Christ is Risen! Alleluia!

The 4th Sunday of Easter is the middle Sunday of the seven weeks of Easter. And for the past 50 or so years, it has been the Sunday we observe Christ, the Good Shepherd. 

Good Shepherd Sunday has a centuries-long history of being a Sunday to talk, not just about how Christ is our Shepherd, but about the call to ordained ministry, as well. 

In the ELCIC we are calling it Vocational Sunday, a Sunday to reflect on the ways in which all the Baptized are called to the ministry of God’s Kingdom. And also to lift up the particular call to ordained ministry. 

The idea of Call carries with it some sense of the holy or mysterious. I get asked quite a bit how it was that I felt called to be a pastor. I sometimes get the feeling that the expected answer is a story such as that of Martin Luther. The legend goes that Luther was out travelling in a lightning storm when a bolt struck near by. Sorely afraid for his life, he prayed to God that if he survived he would switch from law school to theological school and become a monk. Of course, many historians wonder if this might have been a story Luther concocted because he didn’t want to become a lawyer, and his father had saved money to pay for law school! 

Nevertheless, my own call story is not nearly as dramatic. I grew up in a family that already had some pastors in it. We went to church most Sundays and often to other programs during the week. My parents made sure to remind me that being a pastor was a true and viable career option. Then in university, I discovered that I really liked my history and theology courses. There were no desperate prayers to God, no voices from heaven, no signs that I should follow a certain path. 

I know that there are some with those kinds of call stories among my colleagues. But there are many others who have similarly mundane stories like mine. 

However, there is one thing that I think is often missed. Because pastors are almost always called from outside the congregation, there is a sense that we come from some special place. 

Here is the secret: We normally come from other ordinary congregations, where we were usually just ordinary people in the pews. Often those who become pastors were quite involved and leaders in their home congregations, but not always. The important thing is that pastors are raised up from the baptized, from the ordinary folks who sit in the pews, usher, sing in the choir, go to youth group (a key place!), work at bible camp, serve on council, etc…. 

But, most importantly, pastors and deacons and all clergy were most often encouraged and identified by other discerning lay folks as people with a potential call to serve. Maybe it is a confirmation student who actually takes interest in the material.
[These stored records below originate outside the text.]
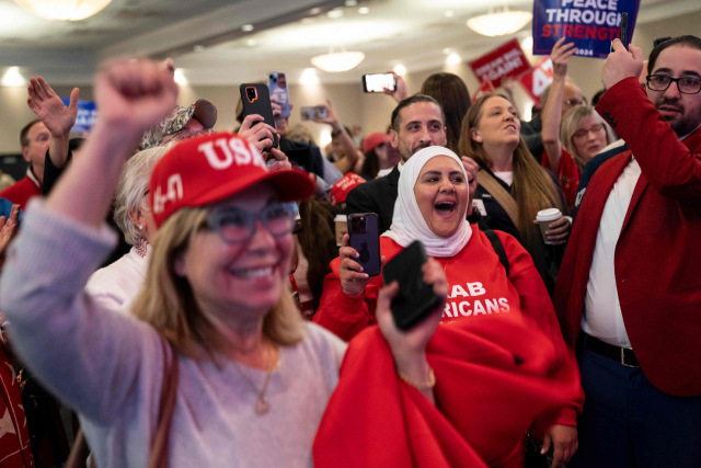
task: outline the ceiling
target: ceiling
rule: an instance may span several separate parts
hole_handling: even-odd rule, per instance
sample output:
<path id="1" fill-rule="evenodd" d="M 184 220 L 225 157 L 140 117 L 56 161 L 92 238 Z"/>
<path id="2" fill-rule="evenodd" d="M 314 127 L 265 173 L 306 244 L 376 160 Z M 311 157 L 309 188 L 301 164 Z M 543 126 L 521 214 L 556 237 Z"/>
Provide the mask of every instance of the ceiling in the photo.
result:
<path id="1" fill-rule="evenodd" d="M 346 7 L 350 4 L 349 7 Z M 353 5 L 353 3 L 357 3 Z M 532 10 L 513 0 L 512 10 Z M 0 72 L 18 66 L 57 84 L 87 84 L 105 57 L 171 56 L 192 84 L 233 84 L 285 71 L 298 82 L 310 58 L 330 48 L 360 50 L 352 71 L 317 75 L 357 81 L 403 65 L 409 72 L 443 66 L 445 52 L 474 58 L 505 42 L 466 26 L 493 0 L 113 0 L 79 22 L 41 19 L 0 0 Z M 369 9 L 360 14 L 360 8 Z M 333 10 L 333 11 L 332 11 Z M 642 0 L 637 24 L 701 11 L 699 0 Z M 334 16 L 334 18 L 330 18 Z M 251 24 L 253 31 L 242 31 Z M 514 34 L 526 38 L 530 25 Z M 195 49 L 199 52 L 195 52 Z"/>

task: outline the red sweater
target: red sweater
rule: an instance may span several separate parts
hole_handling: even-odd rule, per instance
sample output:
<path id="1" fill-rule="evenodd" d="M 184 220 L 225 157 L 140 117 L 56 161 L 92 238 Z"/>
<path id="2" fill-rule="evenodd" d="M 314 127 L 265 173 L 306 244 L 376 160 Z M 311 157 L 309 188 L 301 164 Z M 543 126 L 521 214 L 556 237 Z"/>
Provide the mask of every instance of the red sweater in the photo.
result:
<path id="1" fill-rule="evenodd" d="M 609 89 L 596 109 L 642 170 L 616 244 L 625 331 L 658 390 L 701 396 L 701 127 L 679 141 L 635 78 Z M 553 301 L 573 346 L 604 207 L 630 159 L 631 151 L 618 155 L 591 178 L 560 267 Z"/>
<path id="2" fill-rule="evenodd" d="M 568 351 L 555 311 L 533 261 L 512 236 L 495 232 L 508 258 L 508 278 L 492 243 L 476 225 L 472 226 L 472 238 L 458 254 L 436 259 L 446 271 L 450 292 L 443 323 L 489 321 L 498 328 L 504 317 L 522 313 L 549 336 L 559 353 L 566 355 Z M 402 247 L 392 239 L 380 238 L 380 252 L 387 256 L 387 261 L 401 251 Z M 340 265 L 341 259 L 331 263 L 332 271 L 324 279 L 324 292 L 313 321 L 349 341 L 376 323 L 375 307 L 383 282 L 381 275 L 376 276 L 366 287 L 364 296 L 348 296 L 341 288 Z M 576 425 L 576 411 L 581 411 L 583 401 L 583 396 L 572 401 L 558 422 Z"/>
<path id="3" fill-rule="evenodd" d="M 509 311 L 499 312 L 498 327 L 490 320 L 438 327 L 426 349 L 437 407 L 397 377 L 380 330 L 363 331 L 348 346 L 317 432 L 314 466 L 522 467 L 533 419 L 552 422 L 582 392 L 573 355 L 527 322 Z"/>
<path id="4" fill-rule="evenodd" d="M 28 175 L 0 192 L 0 198 L 8 198 L 13 204 L 20 205 L 20 209 L 26 209 L 30 198 L 37 195 L 42 196 L 42 185 Z"/>

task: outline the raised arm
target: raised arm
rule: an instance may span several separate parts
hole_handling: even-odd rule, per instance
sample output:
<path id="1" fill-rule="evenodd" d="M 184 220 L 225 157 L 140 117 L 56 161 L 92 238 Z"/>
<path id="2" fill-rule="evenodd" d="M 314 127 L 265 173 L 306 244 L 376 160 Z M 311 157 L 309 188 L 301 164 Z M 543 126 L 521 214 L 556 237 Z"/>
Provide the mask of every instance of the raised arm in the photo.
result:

Maybe it is someone who gets involved with leading music, reading the lessons, ushering or other parts of worship. Maybe it is a wise and thoughtful person who has been asked to serve on council. Maybe it is someone that there is just a hunch about (a feeling that might be from the Holy Spirit). 

As we take the time this Sunday to consider Jesus, the Good Shepherd, I encourage you to think about folks you know in our congregation and beyond who might be called to ordained ministry – and if you are comfortable, let them know. And maybe it is you!